Bombardment of Salé (1628)
| Date | May 1628 |
| Location | Salé, Republic of Salé (present-day Morocco)34°02′43″N 6°49′04″W﻿ / ﻿34.04528°N 6.81778°W |
| Result | Salean victory |

Belligerents
- Spanish Empire: Republic of Salé

Commanders and leaders
- Tomás de Larraspuru y Churruca [es]: Light

Strength
- 35 ships: Unknown

Casualties and losses
- 5 killed: Unknown

= Bombardment of Salé (1628) =

Spanish attack to Salé in 1628

The bombardment of Salé in May 1628 was carried out by Spanish troops commanded by Tomás de Larraspuru y Churruca against the Moroccan city of Salé, which at that time was a city-state republic ruled by Barbary corsairs.

==Background==
Following the death of Ahmad al-Mansur in 1603, a war of succession broke out in Morocco, prompting other groups to rebel, including the Republic of Salé, a city-state ruled by Barbary corsairs.
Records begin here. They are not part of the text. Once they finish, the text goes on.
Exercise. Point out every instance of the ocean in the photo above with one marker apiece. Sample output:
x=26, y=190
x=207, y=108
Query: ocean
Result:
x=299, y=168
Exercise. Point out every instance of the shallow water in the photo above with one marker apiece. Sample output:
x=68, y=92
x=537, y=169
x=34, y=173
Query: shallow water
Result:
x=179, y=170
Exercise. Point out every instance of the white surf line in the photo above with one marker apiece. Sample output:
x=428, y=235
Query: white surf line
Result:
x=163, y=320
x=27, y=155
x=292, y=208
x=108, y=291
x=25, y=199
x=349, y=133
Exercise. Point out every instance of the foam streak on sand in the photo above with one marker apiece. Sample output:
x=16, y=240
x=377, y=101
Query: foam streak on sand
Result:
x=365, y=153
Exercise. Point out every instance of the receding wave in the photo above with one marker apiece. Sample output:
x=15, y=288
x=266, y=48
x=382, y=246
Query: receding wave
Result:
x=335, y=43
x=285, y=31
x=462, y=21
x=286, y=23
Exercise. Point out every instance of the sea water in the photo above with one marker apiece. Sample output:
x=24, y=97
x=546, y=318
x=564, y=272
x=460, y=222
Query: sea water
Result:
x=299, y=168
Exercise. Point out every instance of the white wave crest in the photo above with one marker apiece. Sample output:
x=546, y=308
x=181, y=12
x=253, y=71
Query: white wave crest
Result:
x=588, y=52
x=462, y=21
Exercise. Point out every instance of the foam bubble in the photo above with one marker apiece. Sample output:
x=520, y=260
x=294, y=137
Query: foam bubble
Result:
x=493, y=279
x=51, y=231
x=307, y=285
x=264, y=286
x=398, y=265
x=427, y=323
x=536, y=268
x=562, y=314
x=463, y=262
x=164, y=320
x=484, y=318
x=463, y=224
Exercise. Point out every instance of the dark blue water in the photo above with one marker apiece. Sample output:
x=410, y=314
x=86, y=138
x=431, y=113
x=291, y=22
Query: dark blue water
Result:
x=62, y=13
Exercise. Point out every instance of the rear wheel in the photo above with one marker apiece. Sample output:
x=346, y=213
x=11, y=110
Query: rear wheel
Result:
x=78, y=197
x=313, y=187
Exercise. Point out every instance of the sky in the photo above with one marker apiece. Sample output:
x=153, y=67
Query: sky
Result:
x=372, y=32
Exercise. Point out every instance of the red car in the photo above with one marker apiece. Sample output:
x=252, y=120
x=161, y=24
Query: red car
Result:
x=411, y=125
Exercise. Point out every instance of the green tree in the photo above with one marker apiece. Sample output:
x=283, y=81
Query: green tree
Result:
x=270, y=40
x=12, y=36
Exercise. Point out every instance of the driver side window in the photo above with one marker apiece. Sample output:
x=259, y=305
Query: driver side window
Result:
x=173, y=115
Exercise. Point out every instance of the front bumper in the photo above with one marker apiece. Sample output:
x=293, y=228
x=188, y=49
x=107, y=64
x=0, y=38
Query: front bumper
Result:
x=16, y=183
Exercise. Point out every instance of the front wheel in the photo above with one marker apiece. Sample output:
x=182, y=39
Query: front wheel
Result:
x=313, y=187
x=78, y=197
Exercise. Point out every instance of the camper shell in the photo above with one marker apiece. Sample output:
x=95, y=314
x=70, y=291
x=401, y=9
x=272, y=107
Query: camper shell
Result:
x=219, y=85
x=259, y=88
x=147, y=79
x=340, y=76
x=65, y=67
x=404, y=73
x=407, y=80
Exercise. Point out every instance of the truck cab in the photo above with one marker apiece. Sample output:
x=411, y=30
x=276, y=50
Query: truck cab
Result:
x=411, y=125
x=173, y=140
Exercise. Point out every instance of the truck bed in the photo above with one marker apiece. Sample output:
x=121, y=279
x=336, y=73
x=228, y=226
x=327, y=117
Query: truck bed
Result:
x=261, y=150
Among the main targets of the corsairs of Salé was Spain, which held several cities on the Moroccan coast. During the 1620s, they besieged La Mamora several times, being expelled each time. In 1628, they attempted another siege but were driven back by a Spanish fleet of 35 ships commanded by Tomás de Larraspuru y Churruca, causing many casualties among the corsairs.

==Bombardment==
A few days after the siege, Tomás de Larraspuru went to Salé with his fleet with the aim of bombing the city. The bombing lasted for several days and was a success, costing few casualties to the Spanish and achieving its objective of restoring normality to the presidios.

==Aftermath==
Relations between Salé and Spain improved after the conflict, there were even attempts to peacefully incorporate the city into Spain. However, this never happened, mainly because internal conflicts in Morocco resumed in 1636. La Mamora was besieged by Morocco several times until it finally fell in 1681.

Other Spanish cities on the Moroccan coast would fall, such as Larache in 1689 or Asilah in 1691. However, other cities would resist these sieges, such as Ceuta, Melilla and Peñón de Vélez de la Gomera, which today remain Spanish enclaves.